Nearby, a garage door opened. Mine, he thought, but the direction was wrong. He lifted off the nipple, cocked his head. Sudden panic rushed into him. It was Tanner’s garage, the fucker was home early. His ears tried to make it Alice Brown’s garage, but that wouldn’t wash. Shit on a fucking stick!
He stepped backed from Karin Tanner, who stood there trembling in the warm sun, all dewy-eyed and rigid, like a girl at the doctor’s office steeling herself for a booster shot. “Here,” he said, retrieving her halter top, shoving it into her hands, “put this on.”
She didn’t move.
Jimmy slapped her, saw a teardrop fly from one eye. “Listen to me.” He shook her until she focused on him: “Put this on. Your goddamn husband is home.”
It flopped in her hand.
He snatched it from her, shaking with guilt, got her hands through the loops, pulled it up onto her chest, the damned boobs hung down a little, whirled her around like a rag doll, did up one button, then whirled her back, jammed it onto her tits till they looked right. “You don’t say a word about this, understand? You say anything and you’ll regret it.” He held a fist to her face.
Then he really had to go, fearing Tanner was already in the house, that he would walk by a window at any second and see his next-door neighbor with his wife. Christ, the fucking bitch was going to spill her guts he just knew it, so what the hell did it matter whether he made it over the fence
or not. Nah, she wouldn’t say shit, the raised fist had decided her, although he was just bluffing, he’d never really use it on her.

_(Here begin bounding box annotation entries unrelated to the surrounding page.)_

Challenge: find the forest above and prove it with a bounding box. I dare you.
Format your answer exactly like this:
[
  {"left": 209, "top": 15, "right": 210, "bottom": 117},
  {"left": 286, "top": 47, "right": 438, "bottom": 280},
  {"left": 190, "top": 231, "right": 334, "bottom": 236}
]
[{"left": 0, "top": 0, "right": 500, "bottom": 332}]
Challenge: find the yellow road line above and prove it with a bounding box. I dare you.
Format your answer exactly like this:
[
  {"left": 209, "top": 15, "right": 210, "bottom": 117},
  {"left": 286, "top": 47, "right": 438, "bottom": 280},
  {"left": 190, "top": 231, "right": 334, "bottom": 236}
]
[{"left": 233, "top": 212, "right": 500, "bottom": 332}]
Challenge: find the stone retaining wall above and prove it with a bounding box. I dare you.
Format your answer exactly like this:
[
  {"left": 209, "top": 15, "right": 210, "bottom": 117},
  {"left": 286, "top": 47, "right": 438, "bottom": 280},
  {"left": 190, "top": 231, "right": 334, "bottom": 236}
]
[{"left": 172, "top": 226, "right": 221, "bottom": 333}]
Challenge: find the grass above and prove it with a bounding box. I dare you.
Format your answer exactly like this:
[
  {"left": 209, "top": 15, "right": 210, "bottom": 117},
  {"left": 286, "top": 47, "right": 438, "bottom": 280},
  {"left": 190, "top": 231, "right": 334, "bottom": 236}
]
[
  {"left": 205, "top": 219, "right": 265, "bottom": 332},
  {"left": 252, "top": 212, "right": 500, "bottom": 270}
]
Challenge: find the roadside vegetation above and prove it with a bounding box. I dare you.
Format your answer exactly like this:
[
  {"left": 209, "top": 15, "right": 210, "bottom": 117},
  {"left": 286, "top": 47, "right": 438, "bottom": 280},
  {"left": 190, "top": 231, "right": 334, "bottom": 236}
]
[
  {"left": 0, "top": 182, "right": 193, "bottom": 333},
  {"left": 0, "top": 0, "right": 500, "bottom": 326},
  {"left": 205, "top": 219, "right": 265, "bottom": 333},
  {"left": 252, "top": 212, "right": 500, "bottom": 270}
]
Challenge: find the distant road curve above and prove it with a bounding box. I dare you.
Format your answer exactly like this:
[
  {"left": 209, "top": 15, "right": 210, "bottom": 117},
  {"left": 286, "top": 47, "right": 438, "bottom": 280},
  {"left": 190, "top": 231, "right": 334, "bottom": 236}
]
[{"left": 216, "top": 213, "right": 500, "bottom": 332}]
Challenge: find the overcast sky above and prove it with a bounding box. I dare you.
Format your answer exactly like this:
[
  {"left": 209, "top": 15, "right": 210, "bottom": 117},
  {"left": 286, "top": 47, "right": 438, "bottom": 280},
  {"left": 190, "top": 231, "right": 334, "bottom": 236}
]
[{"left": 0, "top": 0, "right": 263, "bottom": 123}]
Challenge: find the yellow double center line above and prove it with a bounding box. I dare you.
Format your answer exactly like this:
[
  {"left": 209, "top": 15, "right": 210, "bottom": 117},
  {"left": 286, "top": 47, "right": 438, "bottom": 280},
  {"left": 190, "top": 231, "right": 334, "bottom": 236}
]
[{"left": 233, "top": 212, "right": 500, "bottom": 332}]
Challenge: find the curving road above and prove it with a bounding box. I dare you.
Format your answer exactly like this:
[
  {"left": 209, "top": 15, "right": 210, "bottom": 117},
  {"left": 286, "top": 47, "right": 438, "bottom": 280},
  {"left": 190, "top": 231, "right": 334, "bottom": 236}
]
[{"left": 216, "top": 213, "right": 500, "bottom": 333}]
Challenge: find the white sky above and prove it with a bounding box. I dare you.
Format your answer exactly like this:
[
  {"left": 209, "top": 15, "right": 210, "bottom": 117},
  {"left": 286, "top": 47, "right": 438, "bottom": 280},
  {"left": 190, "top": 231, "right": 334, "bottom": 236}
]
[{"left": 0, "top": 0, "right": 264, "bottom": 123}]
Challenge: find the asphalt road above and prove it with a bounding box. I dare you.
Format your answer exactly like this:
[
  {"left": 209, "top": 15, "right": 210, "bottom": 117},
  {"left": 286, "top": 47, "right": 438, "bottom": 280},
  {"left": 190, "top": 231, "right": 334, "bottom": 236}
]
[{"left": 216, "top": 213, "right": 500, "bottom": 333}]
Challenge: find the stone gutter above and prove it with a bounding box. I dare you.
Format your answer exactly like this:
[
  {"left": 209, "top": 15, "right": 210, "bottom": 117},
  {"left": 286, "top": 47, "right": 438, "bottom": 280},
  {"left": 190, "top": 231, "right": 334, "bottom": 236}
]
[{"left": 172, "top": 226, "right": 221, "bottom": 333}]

Jimmy tromped over the patch of iris again, stood on the horizontal timber a foot above the base of the redwood fence and hauled himself up and over the sucker, taking a handful of splinters for his haste and a slammed shoulder coming down hard on a smack of lawn.
***
Frank had cut out early after all, stopping at See’s on the way home and picking up a two-pound sampler. No card, just gift-wrapping. One more attempt to cut through to Karin, to break out of the awful rut their marriage had foundered into.
Glancing out the kitchen window, he saw her standing there in the garden, looking almost as if she had fallen asleep on her feet. He rapped on the window, waved when she turned her head. She slowly raised a hand and waved back, then reached down to retrieve the basket of flowers she’d been gathering.

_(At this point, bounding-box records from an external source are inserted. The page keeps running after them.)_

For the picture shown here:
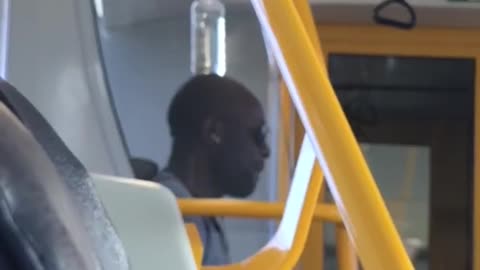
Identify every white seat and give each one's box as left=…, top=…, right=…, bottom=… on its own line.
left=92, top=175, right=196, bottom=270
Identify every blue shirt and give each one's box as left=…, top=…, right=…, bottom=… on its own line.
left=154, top=171, right=231, bottom=265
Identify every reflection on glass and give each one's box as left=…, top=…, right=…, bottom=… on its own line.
left=362, top=144, right=430, bottom=259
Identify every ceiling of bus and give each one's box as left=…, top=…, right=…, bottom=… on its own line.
left=102, top=0, right=480, bottom=27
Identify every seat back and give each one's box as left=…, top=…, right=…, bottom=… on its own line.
left=93, top=175, right=196, bottom=270
left=0, top=80, right=129, bottom=270
left=0, top=102, right=101, bottom=270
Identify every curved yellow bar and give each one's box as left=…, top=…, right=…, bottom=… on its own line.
left=185, top=223, right=203, bottom=268
left=178, top=199, right=342, bottom=224
left=252, top=0, right=414, bottom=270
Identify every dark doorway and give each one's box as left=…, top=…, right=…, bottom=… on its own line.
left=329, top=55, right=475, bottom=270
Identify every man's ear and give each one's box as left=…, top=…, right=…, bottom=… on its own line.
left=202, top=118, right=224, bottom=144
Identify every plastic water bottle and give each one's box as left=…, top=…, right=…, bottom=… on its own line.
left=190, top=0, right=226, bottom=76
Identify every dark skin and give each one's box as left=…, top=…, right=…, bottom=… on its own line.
left=168, top=90, right=270, bottom=198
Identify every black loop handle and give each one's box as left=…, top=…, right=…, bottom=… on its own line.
left=373, top=0, right=417, bottom=30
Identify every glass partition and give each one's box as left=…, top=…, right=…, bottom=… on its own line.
left=329, top=54, right=475, bottom=270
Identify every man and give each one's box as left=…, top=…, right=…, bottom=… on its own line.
left=156, top=75, right=269, bottom=265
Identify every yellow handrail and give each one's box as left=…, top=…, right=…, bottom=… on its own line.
left=178, top=199, right=342, bottom=224
left=252, top=0, right=413, bottom=270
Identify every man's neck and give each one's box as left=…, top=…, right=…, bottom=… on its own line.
left=167, top=144, right=219, bottom=198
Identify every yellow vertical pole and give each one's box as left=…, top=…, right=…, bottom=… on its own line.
left=254, top=0, right=413, bottom=270
left=473, top=55, right=480, bottom=270
left=277, top=81, right=293, bottom=201
left=294, top=0, right=325, bottom=270
left=335, top=225, right=359, bottom=270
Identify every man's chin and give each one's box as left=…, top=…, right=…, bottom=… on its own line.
left=228, top=182, right=257, bottom=199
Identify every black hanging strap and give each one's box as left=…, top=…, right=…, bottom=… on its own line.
left=373, top=0, right=417, bottom=30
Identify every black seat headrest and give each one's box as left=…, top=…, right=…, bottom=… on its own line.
left=130, top=157, right=158, bottom=181
left=0, top=103, right=102, bottom=270
left=0, top=80, right=129, bottom=270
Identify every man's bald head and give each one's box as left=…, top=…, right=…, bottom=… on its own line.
left=168, top=75, right=269, bottom=197
left=168, top=75, right=261, bottom=143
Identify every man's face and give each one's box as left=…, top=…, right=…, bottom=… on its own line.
left=211, top=102, right=270, bottom=198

Frank turned away and got a drink of organic apple juice from the fridge. He sat at the kitchen table with his glass. Two-thirds of the table top was covered with plants, which splayed off like greensward and leaped over a narrow chasm to the long shelf of cactus by the window. To the right where the mini-blind pull hung down, a tall Silver Torch cactus rose up like a big green spike.
Karin appeared on the patio, sliding the door open and leading the way into the kitchen with her basket.

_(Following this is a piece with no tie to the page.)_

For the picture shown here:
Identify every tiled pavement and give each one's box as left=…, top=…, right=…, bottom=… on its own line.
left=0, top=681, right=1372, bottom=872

“Hi,” he said. “I brought you something.”
“Home early,” she said, not looking at him.
Uh oh, he was in hot water. What, he wondered, had his phone call set off? “For you,” he said, offering his present. “Sweets for the sweet.”
She set the basket down in front of him, a feast of beauty she was about to waste on the corpse of a man who had beaten her nearly to death. He could not for the life of him understand it, and, yes he was jealous, jealous and something more, that this Danny, for all his faults, still offered Karin something he couldn’t. Not looking at him, she took the box and unwrapped it. “You bought this for me?”